An army of people mounting physical drives with the original dataset to
the cluster of machines and M/R copying from local disk would likely be
faster.
There are also 40Gbps Infiniband solutions available. Also, the
replication could be pushed to a separate network and would eventually
achieve consistency (presumably not required in 10mins) thus lowering
the primary connection bandwidth requirement to 1PB.

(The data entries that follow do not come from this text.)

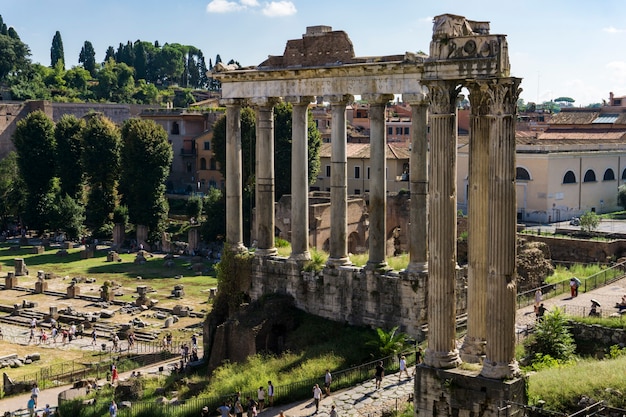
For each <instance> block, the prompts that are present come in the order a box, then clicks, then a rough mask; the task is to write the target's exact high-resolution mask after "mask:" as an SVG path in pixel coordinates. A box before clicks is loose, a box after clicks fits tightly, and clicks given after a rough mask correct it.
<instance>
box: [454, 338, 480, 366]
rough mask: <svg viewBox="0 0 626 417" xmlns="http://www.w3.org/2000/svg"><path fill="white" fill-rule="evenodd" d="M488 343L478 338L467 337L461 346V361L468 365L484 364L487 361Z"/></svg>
mask: <svg viewBox="0 0 626 417" xmlns="http://www.w3.org/2000/svg"><path fill="white" fill-rule="evenodd" d="M486 346H487V342H486V341H484V340H483V339H480V338H476V337H469V336H465V340H464V341H463V346H461V350H460V352H461V360H463V362H467V363H482V362H483V360H484V359H485V347H486Z"/></svg>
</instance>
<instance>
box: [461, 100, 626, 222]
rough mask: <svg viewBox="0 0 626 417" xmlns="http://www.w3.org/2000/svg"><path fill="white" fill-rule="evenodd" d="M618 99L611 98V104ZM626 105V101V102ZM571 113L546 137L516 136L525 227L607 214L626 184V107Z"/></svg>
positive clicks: (518, 188) (565, 113)
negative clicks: (620, 185)
mask: <svg viewBox="0 0 626 417" xmlns="http://www.w3.org/2000/svg"><path fill="white" fill-rule="evenodd" d="M617 100H618V99H616V98H614V97H613V96H612V95H611V102H610V103H609V104H614V101H617ZM623 101H624V104H625V105H626V100H623ZM621 102H622V100H621V99H619V103H620V104H619V105H612V106H611V105H609V106H604V107H602V108H565V109H563V110H562V111H561V112H560V113H558V114H556V115H554V116H553V117H552V119H551V120H550V122H549V126H548V128H547V129H546V130H545V131H544V132H541V131H537V132H532V131H520V130H518V131H517V133H516V142H517V147H516V195H517V213H518V221H519V222H540V223H550V222H557V221H564V220H568V219H571V218H572V217H576V216H580V215H581V214H583V213H585V212H587V211H593V212H596V213H599V214H600V213H607V212H612V211H616V210H620V209H621V208H620V207H619V206H618V205H617V192H618V191H617V189H618V187H619V186H620V185H622V184H624V183H625V182H626V169H625V168H626V106H624V107H622V106H621ZM467 143H468V139H467V137H463V136H461V137H459V142H458V171H457V190H458V205H459V209H461V210H463V211H465V210H466V209H467V203H468V197H467V196H468V177H467V175H468V166H467V165H468V162H467V161H468V146H467Z"/></svg>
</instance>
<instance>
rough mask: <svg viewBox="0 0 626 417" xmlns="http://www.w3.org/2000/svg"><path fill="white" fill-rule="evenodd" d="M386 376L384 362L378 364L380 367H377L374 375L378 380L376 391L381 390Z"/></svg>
mask: <svg viewBox="0 0 626 417" xmlns="http://www.w3.org/2000/svg"><path fill="white" fill-rule="evenodd" d="M384 376H385V368H384V367H383V361H380V362H378V365H376V371H375V373H374V377H375V379H376V389H380V386H381V385H382V382H383V377H384Z"/></svg>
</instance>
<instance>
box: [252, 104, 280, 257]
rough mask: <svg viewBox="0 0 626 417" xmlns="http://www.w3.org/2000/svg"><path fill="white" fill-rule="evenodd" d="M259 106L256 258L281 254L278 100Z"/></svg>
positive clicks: (257, 155)
mask: <svg viewBox="0 0 626 417" xmlns="http://www.w3.org/2000/svg"><path fill="white" fill-rule="evenodd" d="M255 104H256V106H255V113H256V164H255V165H256V193H255V220H256V225H255V226H256V239H257V250H256V255H257V256H273V255H276V254H277V253H278V252H277V250H276V247H275V245H274V192H275V191H274V190H275V183H274V104H276V100H275V99H272V98H263V99H260V100H258V101H257V102H255Z"/></svg>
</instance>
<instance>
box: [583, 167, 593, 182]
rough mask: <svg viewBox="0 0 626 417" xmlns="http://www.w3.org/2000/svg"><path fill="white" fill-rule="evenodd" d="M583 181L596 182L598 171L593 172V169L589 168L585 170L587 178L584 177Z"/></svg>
mask: <svg viewBox="0 0 626 417" xmlns="http://www.w3.org/2000/svg"><path fill="white" fill-rule="evenodd" d="M583 182H596V173H595V172H593V169H589V170H587V172H585V178H584V179H583Z"/></svg>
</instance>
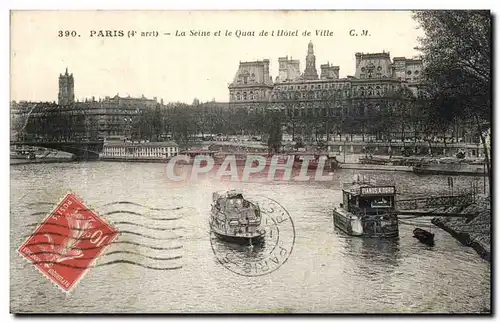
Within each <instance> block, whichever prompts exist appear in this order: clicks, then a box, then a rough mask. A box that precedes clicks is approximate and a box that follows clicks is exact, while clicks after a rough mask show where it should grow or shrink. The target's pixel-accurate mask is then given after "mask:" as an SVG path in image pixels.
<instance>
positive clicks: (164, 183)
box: [10, 162, 490, 313]
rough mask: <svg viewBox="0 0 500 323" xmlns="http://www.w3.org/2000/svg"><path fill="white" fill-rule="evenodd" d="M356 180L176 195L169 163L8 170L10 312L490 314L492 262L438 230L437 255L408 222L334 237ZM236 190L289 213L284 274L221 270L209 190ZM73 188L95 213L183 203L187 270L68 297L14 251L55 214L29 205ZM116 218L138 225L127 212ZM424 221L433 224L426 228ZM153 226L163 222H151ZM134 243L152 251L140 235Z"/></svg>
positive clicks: (173, 206)
mask: <svg viewBox="0 0 500 323" xmlns="http://www.w3.org/2000/svg"><path fill="white" fill-rule="evenodd" d="M364 173H365V174H366V175H367V176H371V177H372V178H374V179H376V180H377V181H380V182H385V183H396V185H397V189H398V191H399V192H401V194H402V195H403V196H411V195H415V194H424V193H429V192H431V193H438V192H440V191H441V190H444V189H446V187H447V177H446V176H433V177H419V176H415V175H413V174H409V173H391V172H386V173H376V172H364ZM352 175H353V173H352V172H339V173H336V174H335V175H334V179H335V180H334V181H333V182H331V183H300V182H295V183H278V184H266V183H228V182H225V183H217V182H210V181H205V182H202V183H198V184H197V185H188V186H181V187H179V186H174V185H172V184H171V183H169V182H168V180H167V179H166V176H165V167H164V165H161V164H138V163H105V162H93V163H81V164H78V163H68V164H34V165H22V166H21V165H19V166H15V167H11V197H12V199H11V237H10V238H11V248H12V249H11V311H13V312H32V311H37V312H101V311H102V312H109V311H111V312H235V311H236V312H256V311H257V312H280V313H294V312H344V313H356V312H456V313H460V312H479V311H481V310H484V308H489V307H490V269H489V268H490V266H489V264H488V263H487V262H485V261H483V260H482V259H480V258H479V257H478V256H477V255H476V254H475V253H474V251H472V250H471V249H470V248H466V247H464V246H462V245H461V244H459V243H457V242H456V241H455V240H454V239H453V238H451V237H450V236H449V235H448V234H447V233H445V232H443V231H441V230H439V229H437V228H436V227H434V228H433V229H432V230H433V232H434V233H435V234H436V246H435V247H432V248H428V247H426V246H423V245H422V244H420V243H419V242H418V241H417V240H416V239H414V238H413V237H412V234H411V231H412V230H413V228H414V226H415V225H401V227H400V238H399V239H396V240H375V239H359V238H353V237H348V236H346V235H344V234H342V233H340V232H338V231H336V230H334V228H333V223H332V218H331V209H332V207H333V206H334V205H338V203H339V202H340V199H341V191H340V183H341V182H343V181H349V180H352ZM471 180H473V179H472V178H456V181H455V186H456V188H468V187H470V181H471ZM229 188H239V189H242V190H244V191H248V192H252V193H258V194H260V195H264V196H267V197H270V198H273V199H275V200H277V201H279V202H280V204H281V205H283V206H284V207H285V208H286V209H287V210H288V212H289V213H290V216H291V217H292V219H293V221H294V225H295V231H296V239H295V246H294V249H293V253H292V255H291V256H290V257H289V259H288V261H287V262H286V263H285V264H284V265H283V266H282V267H280V268H279V269H278V270H277V271H275V272H273V273H271V274H269V275H265V276H261V277H242V276H239V275H236V274H233V273H232V272H230V271H228V270H227V269H225V268H224V267H222V266H221V265H220V264H219V263H218V260H217V258H216V257H215V256H214V254H213V252H212V248H211V245H210V235H209V229H208V214H209V213H208V212H209V210H210V204H211V198H212V192H213V191H215V190H223V189H229ZM68 190H72V191H74V192H76V193H77V194H78V195H79V196H80V197H81V198H82V199H83V200H84V201H85V202H87V204H89V205H94V206H98V205H100V204H102V203H106V202H113V201H117V200H127V201H132V202H135V203H139V204H144V205H149V206H152V207H163V208H170V207H176V206H182V207H183V209H182V211H181V213H182V219H181V220H179V221H178V222H179V223H177V225H178V226H181V227H183V229H182V230H181V232H180V235H182V236H183V237H182V238H181V239H180V240H179V243H181V244H182V246H183V248H182V250H181V251H180V253H179V254H180V255H182V259H181V264H182V266H183V267H182V269H180V270H175V271H168V272H161V271H153V270H147V269H145V268H142V267H137V266H131V265H127V264H115V265H110V266H107V267H97V268H92V269H91V270H90V271H89V272H88V274H87V275H86V276H85V277H84V278H83V279H82V281H81V282H80V283H79V285H78V286H77V287H76V289H75V290H74V291H73V292H72V293H71V294H70V295H69V296H66V295H65V294H63V293H62V292H61V291H60V290H58V289H57V288H55V287H53V286H52V284H51V283H50V282H49V281H47V279H45V278H44V277H42V276H41V275H40V273H38V272H37V271H35V270H34V268H32V267H31V265H28V264H27V263H26V261H24V260H23V259H21V258H20V257H19V256H18V255H17V254H16V252H15V251H16V247H17V246H18V245H20V244H21V242H22V240H23V239H22V237H24V236H26V235H28V234H30V231H31V230H33V228H32V227H27V226H26V224H27V223H28V222H30V223H32V222H36V221H40V220H41V219H43V217H44V216H43V215H40V216H34V217H29V215H30V214H31V213H33V212H36V211H39V212H40V211H41V212H42V214H43V212H48V211H49V210H50V209H51V206H50V205H39V206H36V207H34V206H28V205H27V204H28V203H32V202H39V201H43V202H50V203H54V204H55V203H56V202H58V201H59V200H60V198H61V197H62V196H63V195H64V193H66V192H67V191H68ZM98 211H99V210H98ZM162 216H168V214H162ZM108 219H110V220H113V221H120V220H121V221H124V220H127V219H128V220H129V221H130V220H131V219H132V220H137V218H131V217H129V218H127V216H126V215H119V214H115V215H109V218H108ZM142 220H144V219H142ZM144 221H145V220H144ZM148 223H149V222H148ZM417 224H418V225H419V226H422V225H429V223H428V222H425V221H424V222H420V223H417ZM151 225H159V224H155V223H154V221H153V223H151ZM424 227H425V226H424ZM119 229H120V227H119ZM121 229H122V230H129V229H130V228H129V227H126V228H125V227H122V228H121ZM156 233H157V232H154V231H147V233H146V234H156ZM134 239H136V240H135V241H136V242H143V243H149V242H151V239H149V240H146V239H147V238H144V237H139V236H135V238H134ZM158 243H160V245H161V244H163V243H170V242H169V241H161V242H160V241H158ZM116 248H124V246H121V247H118V246H116ZM125 248H127V247H126V246H125ZM124 250H125V249H124ZM141 250H142V249H141ZM141 250H139V249H138V251H141ZM134 251H136V250H134ZM154 256H158V257H161V256H163V257H164V256H165V255H164V254H161V252H159V253H156V254H155V255H154ZM106 257H108V258H107V259H108V260H109V259H111V257H113V256H106V255H104V256H103V258H102V260H103V261H105V259H104V258H106Z"/></svg>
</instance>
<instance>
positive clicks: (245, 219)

On 09/05/2012 09:43 AM, Cosmin Lehene wrote:
Here's an extremely naïve ballpark estimation: at theoretical hardware
speed, for 3PB representing 1PB with 3x replication
Over a single 1Gbps connection (and I'm not sure, you can actually
reach 1Gbps)
(3 petabytes) / (1 Gbps) = 291.271111 days
So you'd need at least 40,000 1Gbps network cards to get that in 10
minutes :) - (3PB/1Gbps)/40000
<http://www.google.ro/search?client=safari&rls=en&q=%283PB/1Gbps%29/40000&ie=UTF-8&oe=UTF-8&redir_esc=&ei=2WRHUNWtGIWo0QW52oDYDw>
The actual number of nodes would depend a lot on the actual network
architecture, the type of storage you use (SSD, HDD), etc.
Cosmin
From: prabhu K <[email protected] <mailto:[email protected]>>
Reply-To: "[email protected] <mailto:[email protected]>"
<[email protected] <mailto:[email protected]>>
Date: Wednesday, September 5, 2012 3:21 PM
To: "[email protected] <mailto:[email protected]>"
<[email protected] <mailto:[email protected]>>
Subject: One petabyte of data loading into HDFS with in 10 min.
Hi Users,
Please clarify the below questions.
1. With in 10 minutes one petabyte of data load into HDFS/HIVE , how
many slave (Data Nodes) machines required.
2. With in 10 minutes one petabyte of data load into HDFS/HIVE, what
is the configuration setup for cloud computing.
Please suggest and help me on this.
Thanks&Regards,
Prabhu.